Newswise — FAYETTEVILLE, Ark. — A $32 million grant to be administered over the next five years by the University of Arkansas will take the first step in helping teenagers with disabilities enter the workforce.
According to Brent T. Williams, the cycle of poverty for people with disabilities begins in adolescence when they are unable to gain experience in the workforce.
“Most of us in the competitive workplace had a first entry-level job or internship at the beginning of our work lives,” Williams said. “That experience, good or bad, was instrumental in our later workplace success. Adolescents who receive Social Security disability benefits typically do not have a first job or internship experience. As such, they remain cut off from the world of work.”
Williams, an associate professor of rehabilitation education and research at the University of Arkansas, will lead the effort to help 1,000 adolescents who receive Supplemental Security Income secure their first paid work experience.
The project, a collaboration of the university, the Arkansas Department of Education and other state agencies is part of a national initiative known as PROMISE, which stands for “Promoting Readiness of Minors in Supplemental Security Income.” The PROMISE program is a joint initiative of four federal agencies: the departments of education, health and human services, labor and the Social Security Administration.

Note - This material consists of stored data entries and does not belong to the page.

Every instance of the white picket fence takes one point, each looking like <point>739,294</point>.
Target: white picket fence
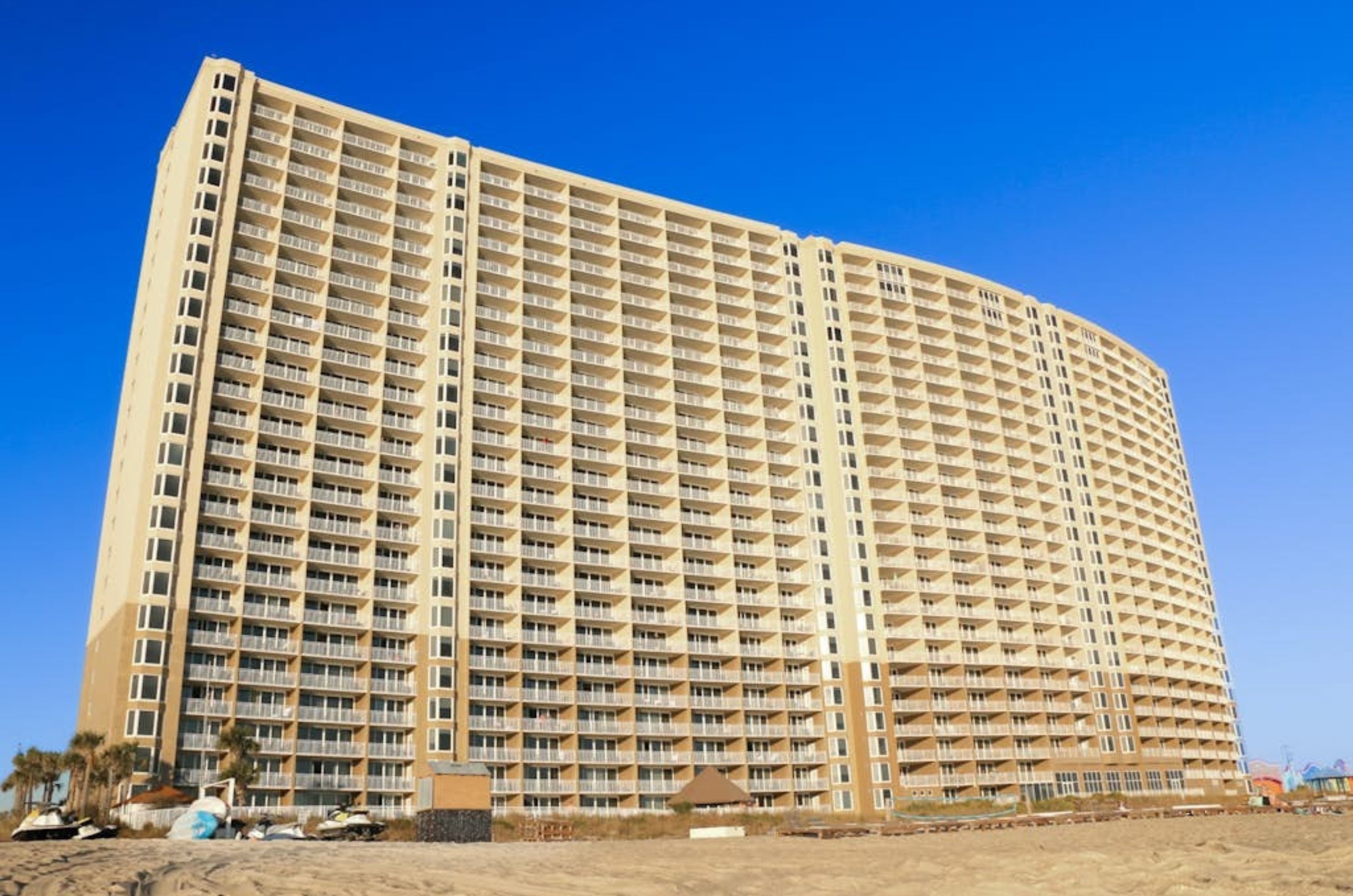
<point>164,818</point>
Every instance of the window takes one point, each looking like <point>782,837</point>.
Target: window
<point>144,688</point>
<point>151,617</point>
<point>149,651</point>
<point>141,723</point>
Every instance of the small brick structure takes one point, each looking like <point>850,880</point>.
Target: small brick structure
<point>455,826</point>
<point>454,804</point>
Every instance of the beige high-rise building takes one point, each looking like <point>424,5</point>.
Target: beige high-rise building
<point>430,453</point>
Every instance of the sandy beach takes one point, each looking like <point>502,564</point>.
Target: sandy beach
<point>1176,857</point>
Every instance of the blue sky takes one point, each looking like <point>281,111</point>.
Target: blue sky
<point>1179,174</point>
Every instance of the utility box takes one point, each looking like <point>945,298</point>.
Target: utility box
<point>454,804</point>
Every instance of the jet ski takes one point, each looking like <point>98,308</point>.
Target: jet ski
<point>266,829</point>
<point>348,823</point>
<point>53,823</point>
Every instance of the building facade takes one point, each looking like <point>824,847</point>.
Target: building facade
<point>430,453</point>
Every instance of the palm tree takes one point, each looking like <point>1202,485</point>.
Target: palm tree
<point>85,746</point>
<point>21,780</point>
<point>113,767</point>
<point>238,746</point>
<point>48,767</point>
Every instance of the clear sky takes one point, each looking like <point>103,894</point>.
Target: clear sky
<point>1178,172</point>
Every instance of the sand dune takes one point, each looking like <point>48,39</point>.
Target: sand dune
<point>1179,857</point>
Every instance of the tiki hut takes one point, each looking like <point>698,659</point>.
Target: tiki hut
<point>711,791</point>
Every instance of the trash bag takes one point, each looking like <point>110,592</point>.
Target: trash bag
<point>195,825</point>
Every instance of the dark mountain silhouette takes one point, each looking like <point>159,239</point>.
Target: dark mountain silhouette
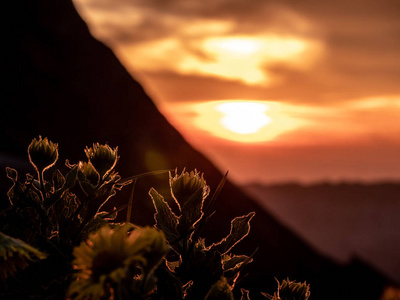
<point>341,219</point>
<point>59,82</point>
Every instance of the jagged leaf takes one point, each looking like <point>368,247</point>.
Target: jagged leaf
<point>191,212</point>
<point>165,218</point>
<point>240,227</point>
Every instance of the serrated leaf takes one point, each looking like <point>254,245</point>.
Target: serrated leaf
<point>235,262</point>
<point>165,219</point>
<point>240,228</point>
<point>191,212</point>
<point>12,174</point>
<point>70,178</point>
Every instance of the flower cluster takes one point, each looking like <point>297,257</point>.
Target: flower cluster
<point>56,225</point>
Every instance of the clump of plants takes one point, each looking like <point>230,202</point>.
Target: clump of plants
<point>57,241</point>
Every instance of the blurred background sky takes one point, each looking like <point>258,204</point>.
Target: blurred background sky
<point>321,78</point>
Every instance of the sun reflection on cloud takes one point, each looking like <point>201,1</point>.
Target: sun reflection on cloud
<point>243,117</point>
<point>243,58</point>
<point>243,120</point>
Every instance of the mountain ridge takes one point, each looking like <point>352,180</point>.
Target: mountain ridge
<point>61,83</point>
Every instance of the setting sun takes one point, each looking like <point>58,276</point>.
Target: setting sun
<point>244,117</point>
<point>244,121</point>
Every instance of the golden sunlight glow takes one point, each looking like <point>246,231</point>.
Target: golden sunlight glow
<point>243,117</point>
<point>243,58</point>
<point>243,120</point>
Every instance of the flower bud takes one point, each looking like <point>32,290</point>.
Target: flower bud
<point>102,158</point>
<point>186,184</point>
<point>42,153</point>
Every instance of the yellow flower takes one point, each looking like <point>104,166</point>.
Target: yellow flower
<point>108,256</point>
<point>42,153</point>
<point>186,184</point>
<point>102,157</point>
<point>15,253</point>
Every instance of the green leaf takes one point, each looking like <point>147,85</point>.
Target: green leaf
<point>166,220</point>
<point>240,228</point>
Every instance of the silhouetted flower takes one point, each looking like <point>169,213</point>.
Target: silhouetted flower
<point>42,153</point>
<point>15,253</point>
<point>102,157</point>
<point>186,184</point>
<point>220,291</point>
<point>109,254</point>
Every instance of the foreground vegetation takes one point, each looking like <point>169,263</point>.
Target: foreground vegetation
<point>57,241</point>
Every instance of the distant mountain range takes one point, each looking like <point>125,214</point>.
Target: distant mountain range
<point>341,220</point>
<point>60,82</point>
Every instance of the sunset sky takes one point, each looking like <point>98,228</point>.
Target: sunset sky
<point>270,90</point>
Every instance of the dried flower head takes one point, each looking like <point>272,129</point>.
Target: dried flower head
<point>15,253</point>
<point>89,171</point>
<point>220,291</point>
<point>42,153</point>
<point>110,254</point>
<point>186,184</point>
<point>102,157</point>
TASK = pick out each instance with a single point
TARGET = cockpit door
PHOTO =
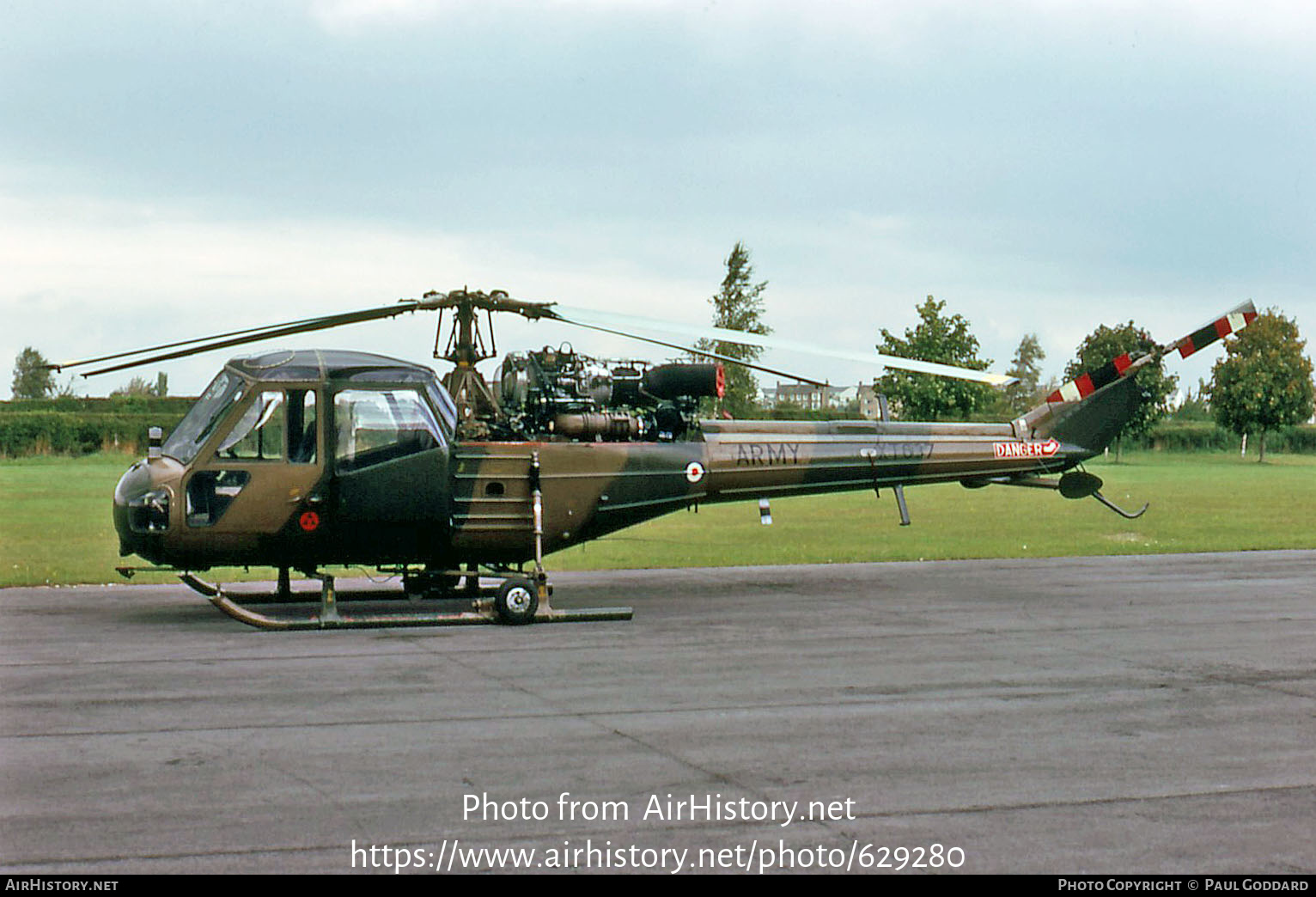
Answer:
(264, 469)
(391, 479)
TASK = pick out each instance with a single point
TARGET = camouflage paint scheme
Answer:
(467, 502)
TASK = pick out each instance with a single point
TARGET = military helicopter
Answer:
(302, 460)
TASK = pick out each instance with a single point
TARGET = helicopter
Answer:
(302, 460)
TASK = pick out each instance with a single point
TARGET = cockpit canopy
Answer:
(281, 422)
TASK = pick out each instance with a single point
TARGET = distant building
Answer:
(820, 398)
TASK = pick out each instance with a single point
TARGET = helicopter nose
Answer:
(141, 511)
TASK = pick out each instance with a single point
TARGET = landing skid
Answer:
(486, 607)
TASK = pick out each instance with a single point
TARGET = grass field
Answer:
(56, 521)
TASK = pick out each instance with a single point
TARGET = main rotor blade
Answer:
(583, 316)
(692, 351)
(173, 345)
(253, 335)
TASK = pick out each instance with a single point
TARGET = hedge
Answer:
(62, 432)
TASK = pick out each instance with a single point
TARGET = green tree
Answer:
(1195, 406)
(1027, 369)
(739, 306)
(1265, 381)
(32, 381)
(1105, 345)
(141, 386)
(945, 340)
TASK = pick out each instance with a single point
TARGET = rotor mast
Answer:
(475, 403)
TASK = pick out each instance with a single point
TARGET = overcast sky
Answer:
(178, 168)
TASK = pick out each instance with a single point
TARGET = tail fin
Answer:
(1090, 409)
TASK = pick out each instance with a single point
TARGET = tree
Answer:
(32, 381)
(1195, 407)
(739, 306)
(1105, 345)
(941, 339)
(1027, 369)
(140, 386)
(1265, 381)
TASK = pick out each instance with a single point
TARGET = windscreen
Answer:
(192, 431)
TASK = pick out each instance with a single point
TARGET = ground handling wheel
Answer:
(516, 601)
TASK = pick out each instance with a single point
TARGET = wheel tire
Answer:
(516, 601)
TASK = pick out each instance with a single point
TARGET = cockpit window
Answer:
(444, 402)
(279, 424)
(259, 434)
(197, 427)
(376, 425)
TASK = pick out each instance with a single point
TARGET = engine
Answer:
(561, 394)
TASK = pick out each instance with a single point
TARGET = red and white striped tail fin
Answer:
(1085, 385)
(1216, 330)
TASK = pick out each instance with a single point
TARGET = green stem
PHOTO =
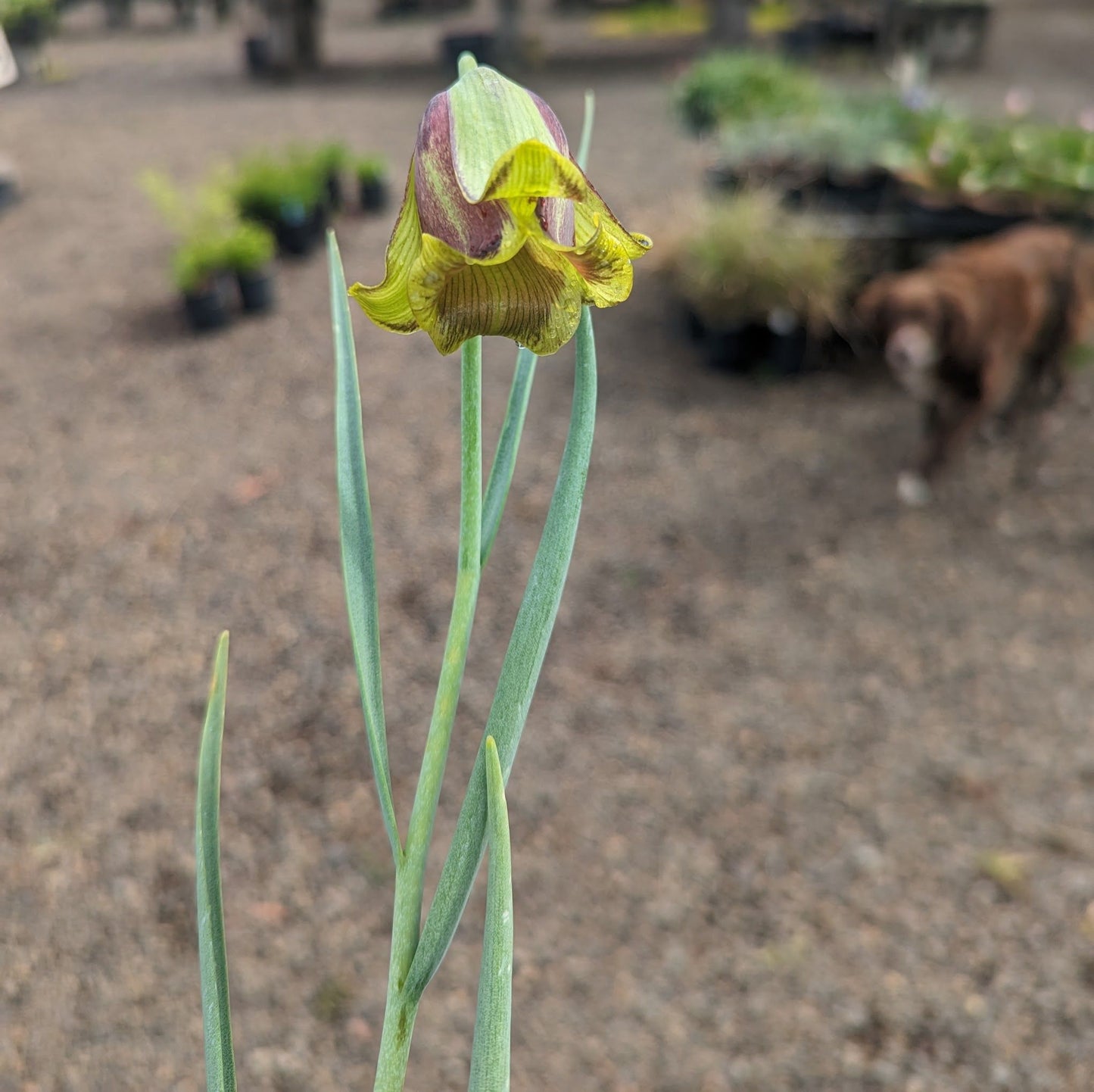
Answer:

“The confluence of poverty and disability is devastating and yet no two demographic attributes are more inextricably linked,” Williams said. “Worst still, poverty and disability perpetuate a cycle that further isolates and marginalizes individuals with disabilities from low income families. This is particularly true for adolescent with disabilities.”
University researchers will gather data on the participants over the course of the five years to investigate the strength of the possible correlation between initial paid work experiences and later competitive employment, Williams said.
“The findings from this research could go a long way toward facilitating the independence and societal inclusion of adolescents with disabilities,” Williams said. “Less than 10 percent of adolescents with disabilities who receive Social Security disability benefits ever achieve competitive employment. This isolates and marginalizes them for the rest of their lives. It is socially unjust and, for the Social Security Administration, financially untenable.”
A total of 2,000 adolescents between the ages of 14 and 16 who receive SSI will be recruited for the Arkansas PROMISE project. The youth will be divided into two groups, with half receiving the intervention of job coaching and benefits counseling, and the other half serving as a control group that does not receive the intervention.
Williams serves on the editorial board of the Journal of Vocational Evaluation and Work Adjustment and has held leadership positions in the American Rehabilitation Counseling Association (ARCA) and the National Council of Rehabilitation Education (NCRE).
Williams coordinates the rehabilitation counseling program in the College of Education and Health Professions at the University of Arkansas. The program was recently ranked eighth in the nation in scholarly productivity.
Arkansas was one of five individual states that received PROMISE funding. The other four were California, Maryland, New York and Wisconsin. A consortium of six states – Utah, South Dakota, North Dakota, Montana, Colorado and Arizona – also received funding.